The city of Austin, Texas, welcomed its first Formula 1 U.S. Grand Prix this past November, where an estimated 200,000 visitors descended on downtown hotels, bars, restaurants, and of course, the brand new racetrack built on the outskirts of town.

To support what was sure to be a massive spike in public transit use, Capital Metro rolled out numerous enhancements to its regular service, including extended hours on MetroRail, increased frequency on MetroAiport service, a free circulator bus to move people around the urban core, and a mobile app that included maps and a trip planner.

The campaign goal was to raise awareness of availability of special service during Formula 1 by driving traffic to the special F1 website section, and increasing online communication about Capital Metro’s value as a transit provider during the busiest weekend in Austin’s history.

A crucial element of the communications plan — and one that proved well worth the sometimes intense effort involved — was the implementation of a robust social media campaign to assist out-of-town guests and local residents. From international visitors to the local news media, Capital Metro’s social media accounts were buzzing throughout the weekend event. Here are some highlights:

  • During the three-day race weekend, Capital Metro monitored its social media presence on a dedicated basis — in both English and Spanish — 15 hours a day, oftentimes interacting with riders well past midnight as people hurried to catch the last train or bus of the day.
  • Local news media stayed vigilant of the real-time postings being done, and played an important role in retweeting Capital Metro posts and providing updates via on-air segments. One such example was when the commuter train experienced a significant mechanical issue, resulting in a major service delay. Because the Cap Metro communications team had set-up a virtual “command center” beforehand with the rail operations team, it was able to relay updates in real time to those following the agency’s Twitter and Facebook accounts, including many local radio and TV reporters.
  • Using the social media tool Hootsuite, Capital Metro was able to schedule regular informative postings throughout the day and night, such as Tweets that linked to the Formula 1 section of the agency’s website, info about the circulator bus, a link for downloading the mobile app, and race start times.
  • Over the course of three days, Capital Metro put out 150 Tweets, had 100 retweets and received 521 new likes on Facebook.
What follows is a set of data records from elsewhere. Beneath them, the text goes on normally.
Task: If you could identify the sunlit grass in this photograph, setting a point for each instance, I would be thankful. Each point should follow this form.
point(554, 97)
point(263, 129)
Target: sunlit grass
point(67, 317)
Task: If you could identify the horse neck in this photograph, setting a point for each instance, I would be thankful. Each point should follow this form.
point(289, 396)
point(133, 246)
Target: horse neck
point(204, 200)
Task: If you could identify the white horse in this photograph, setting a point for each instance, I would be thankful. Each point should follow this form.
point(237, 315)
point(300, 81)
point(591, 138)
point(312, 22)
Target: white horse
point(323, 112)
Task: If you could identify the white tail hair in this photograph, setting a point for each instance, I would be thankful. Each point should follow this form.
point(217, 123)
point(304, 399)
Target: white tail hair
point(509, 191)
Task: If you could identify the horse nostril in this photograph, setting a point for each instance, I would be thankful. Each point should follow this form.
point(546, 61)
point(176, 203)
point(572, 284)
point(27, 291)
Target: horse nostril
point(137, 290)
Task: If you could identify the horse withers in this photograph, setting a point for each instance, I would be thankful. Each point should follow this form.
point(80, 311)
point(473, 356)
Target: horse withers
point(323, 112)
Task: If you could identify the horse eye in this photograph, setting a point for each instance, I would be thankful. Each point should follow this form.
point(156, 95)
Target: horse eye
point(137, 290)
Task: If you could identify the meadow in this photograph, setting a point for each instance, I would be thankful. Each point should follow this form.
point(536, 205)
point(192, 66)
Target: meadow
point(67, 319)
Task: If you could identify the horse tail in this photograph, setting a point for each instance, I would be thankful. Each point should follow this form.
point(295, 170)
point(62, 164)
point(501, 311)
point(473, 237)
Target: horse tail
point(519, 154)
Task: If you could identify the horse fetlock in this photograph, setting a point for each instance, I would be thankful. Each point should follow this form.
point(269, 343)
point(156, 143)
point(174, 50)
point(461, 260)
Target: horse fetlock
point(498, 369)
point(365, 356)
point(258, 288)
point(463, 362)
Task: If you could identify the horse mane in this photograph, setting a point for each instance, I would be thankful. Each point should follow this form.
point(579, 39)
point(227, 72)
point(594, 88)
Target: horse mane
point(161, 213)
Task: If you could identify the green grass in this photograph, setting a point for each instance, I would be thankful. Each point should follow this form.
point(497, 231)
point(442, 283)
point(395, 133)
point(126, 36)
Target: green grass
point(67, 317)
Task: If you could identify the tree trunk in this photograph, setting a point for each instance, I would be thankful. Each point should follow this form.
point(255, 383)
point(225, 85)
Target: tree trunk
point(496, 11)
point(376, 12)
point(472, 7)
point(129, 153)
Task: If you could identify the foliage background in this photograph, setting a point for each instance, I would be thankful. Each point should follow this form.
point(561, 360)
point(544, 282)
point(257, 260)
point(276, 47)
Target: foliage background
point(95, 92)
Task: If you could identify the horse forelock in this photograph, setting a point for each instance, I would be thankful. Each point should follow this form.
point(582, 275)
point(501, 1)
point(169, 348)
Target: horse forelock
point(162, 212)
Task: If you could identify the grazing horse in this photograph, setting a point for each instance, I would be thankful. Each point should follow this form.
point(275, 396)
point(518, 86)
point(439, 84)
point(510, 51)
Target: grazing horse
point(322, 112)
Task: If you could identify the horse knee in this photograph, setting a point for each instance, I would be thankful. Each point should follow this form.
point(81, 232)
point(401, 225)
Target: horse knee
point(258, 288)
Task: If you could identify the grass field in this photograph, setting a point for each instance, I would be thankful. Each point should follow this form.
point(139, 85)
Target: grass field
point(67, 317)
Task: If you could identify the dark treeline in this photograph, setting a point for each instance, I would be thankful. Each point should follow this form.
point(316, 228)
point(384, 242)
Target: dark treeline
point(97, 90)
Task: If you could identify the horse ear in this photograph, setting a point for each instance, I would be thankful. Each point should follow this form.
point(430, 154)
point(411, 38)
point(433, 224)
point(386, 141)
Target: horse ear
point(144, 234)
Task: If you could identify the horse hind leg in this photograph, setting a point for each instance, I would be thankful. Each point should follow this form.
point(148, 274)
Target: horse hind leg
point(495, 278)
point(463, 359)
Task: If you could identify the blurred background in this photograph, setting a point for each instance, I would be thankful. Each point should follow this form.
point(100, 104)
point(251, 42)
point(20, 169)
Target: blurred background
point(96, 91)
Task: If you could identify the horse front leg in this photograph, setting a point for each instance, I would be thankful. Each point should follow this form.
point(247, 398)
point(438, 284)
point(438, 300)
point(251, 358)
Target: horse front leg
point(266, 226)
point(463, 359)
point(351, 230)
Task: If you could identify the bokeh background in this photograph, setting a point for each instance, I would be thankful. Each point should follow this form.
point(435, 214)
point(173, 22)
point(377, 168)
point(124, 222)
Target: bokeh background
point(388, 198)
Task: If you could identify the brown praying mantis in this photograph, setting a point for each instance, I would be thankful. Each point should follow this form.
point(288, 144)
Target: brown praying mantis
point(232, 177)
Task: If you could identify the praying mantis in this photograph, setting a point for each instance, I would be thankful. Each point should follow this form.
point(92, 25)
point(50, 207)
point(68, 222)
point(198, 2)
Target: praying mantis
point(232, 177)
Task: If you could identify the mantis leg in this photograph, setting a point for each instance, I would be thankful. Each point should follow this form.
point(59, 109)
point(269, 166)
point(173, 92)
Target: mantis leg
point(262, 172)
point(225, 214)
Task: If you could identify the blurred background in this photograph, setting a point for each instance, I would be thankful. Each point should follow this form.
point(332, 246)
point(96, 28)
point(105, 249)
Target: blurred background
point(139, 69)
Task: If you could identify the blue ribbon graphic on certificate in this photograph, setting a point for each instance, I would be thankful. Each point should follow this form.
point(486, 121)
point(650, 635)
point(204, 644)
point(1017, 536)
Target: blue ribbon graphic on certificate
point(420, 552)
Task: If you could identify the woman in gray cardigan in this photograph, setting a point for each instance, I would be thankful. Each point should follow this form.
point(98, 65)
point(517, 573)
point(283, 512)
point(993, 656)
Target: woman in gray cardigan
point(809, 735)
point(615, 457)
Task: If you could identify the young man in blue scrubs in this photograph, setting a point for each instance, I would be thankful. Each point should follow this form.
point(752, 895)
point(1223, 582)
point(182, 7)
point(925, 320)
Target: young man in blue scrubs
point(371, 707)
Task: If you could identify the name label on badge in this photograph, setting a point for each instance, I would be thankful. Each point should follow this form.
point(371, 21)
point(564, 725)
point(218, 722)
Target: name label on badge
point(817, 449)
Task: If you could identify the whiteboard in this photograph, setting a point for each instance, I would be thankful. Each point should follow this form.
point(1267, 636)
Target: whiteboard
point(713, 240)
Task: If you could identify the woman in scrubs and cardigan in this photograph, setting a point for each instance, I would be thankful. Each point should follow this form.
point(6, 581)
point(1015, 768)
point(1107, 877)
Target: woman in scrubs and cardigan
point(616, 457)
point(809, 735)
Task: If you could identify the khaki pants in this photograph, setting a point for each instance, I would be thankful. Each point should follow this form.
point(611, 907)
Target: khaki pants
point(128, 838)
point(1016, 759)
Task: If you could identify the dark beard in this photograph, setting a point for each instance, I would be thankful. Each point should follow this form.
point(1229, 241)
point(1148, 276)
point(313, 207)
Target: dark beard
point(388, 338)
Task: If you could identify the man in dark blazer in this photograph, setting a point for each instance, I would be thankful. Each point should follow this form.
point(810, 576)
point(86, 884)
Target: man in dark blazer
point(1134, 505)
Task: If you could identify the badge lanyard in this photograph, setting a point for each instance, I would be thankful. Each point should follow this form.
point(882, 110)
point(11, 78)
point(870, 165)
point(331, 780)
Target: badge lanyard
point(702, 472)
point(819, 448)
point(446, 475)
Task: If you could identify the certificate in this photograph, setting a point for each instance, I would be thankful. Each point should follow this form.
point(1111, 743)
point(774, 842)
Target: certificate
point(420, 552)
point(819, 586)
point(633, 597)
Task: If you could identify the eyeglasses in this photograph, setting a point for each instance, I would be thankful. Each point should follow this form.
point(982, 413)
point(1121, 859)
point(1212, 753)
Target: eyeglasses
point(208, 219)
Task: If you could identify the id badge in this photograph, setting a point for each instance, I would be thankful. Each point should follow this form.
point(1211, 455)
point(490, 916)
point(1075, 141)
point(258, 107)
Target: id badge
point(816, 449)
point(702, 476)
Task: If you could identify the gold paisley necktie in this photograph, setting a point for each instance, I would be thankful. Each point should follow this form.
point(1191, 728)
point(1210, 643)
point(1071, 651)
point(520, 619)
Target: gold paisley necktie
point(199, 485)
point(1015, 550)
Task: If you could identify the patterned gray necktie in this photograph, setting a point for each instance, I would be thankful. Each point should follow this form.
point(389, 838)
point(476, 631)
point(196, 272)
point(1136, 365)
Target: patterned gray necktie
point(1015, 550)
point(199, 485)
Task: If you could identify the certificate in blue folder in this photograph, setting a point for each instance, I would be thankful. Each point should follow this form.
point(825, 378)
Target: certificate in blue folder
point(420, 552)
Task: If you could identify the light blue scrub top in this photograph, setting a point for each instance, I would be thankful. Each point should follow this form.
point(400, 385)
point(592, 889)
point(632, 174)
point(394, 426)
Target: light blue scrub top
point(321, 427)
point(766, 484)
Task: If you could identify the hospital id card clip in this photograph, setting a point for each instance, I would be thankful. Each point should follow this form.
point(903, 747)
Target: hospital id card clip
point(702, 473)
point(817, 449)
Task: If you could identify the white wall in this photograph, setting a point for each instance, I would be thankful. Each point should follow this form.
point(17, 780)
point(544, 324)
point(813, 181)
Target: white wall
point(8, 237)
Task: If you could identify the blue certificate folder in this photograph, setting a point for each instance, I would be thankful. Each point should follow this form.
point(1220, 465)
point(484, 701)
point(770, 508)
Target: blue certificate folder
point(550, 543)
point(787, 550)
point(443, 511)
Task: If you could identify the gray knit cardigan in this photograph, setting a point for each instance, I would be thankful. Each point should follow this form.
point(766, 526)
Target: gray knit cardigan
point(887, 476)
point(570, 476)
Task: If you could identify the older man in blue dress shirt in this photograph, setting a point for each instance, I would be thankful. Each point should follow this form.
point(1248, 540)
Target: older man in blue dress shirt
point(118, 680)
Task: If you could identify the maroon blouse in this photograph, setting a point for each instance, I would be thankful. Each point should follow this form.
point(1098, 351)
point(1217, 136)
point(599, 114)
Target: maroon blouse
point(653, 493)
Capital Metro used many strategies, including “liking” other influential Facebook pages where people went to reference F1 news (i.e. Circuit of the Americas, city of Austin, Austin-Bergstrom airport, Social Media Club); asking fans to write on our wall or send photos about their F1 adventures via transit; monitoring Twitter for posts about F1 parking, traffic, airport, etc., and engaging followers with messages about taking transit; and posting about various F1 downtown events and which routes could take you there.

Throughout the Formula 1 weekend, it was the consistency in postings, quality of information and real-time service updates that seemed to delight riders.

A sampling of Tweets and posts:

  • Fernando R: Great service yesterday. Thanks to downtown loop and #411 drivers at 12:00 am very kind and helpful. Fernando from Mty, Mexico
  • Liam B: Hey Cap Metro thanks for keeping things moving downtown this weekend and for the extra trains. Job well done!
  • Joe B: Gotta say, it appears that the city, Cap Metro, and other orgs are hitting a home run during #ATXF1!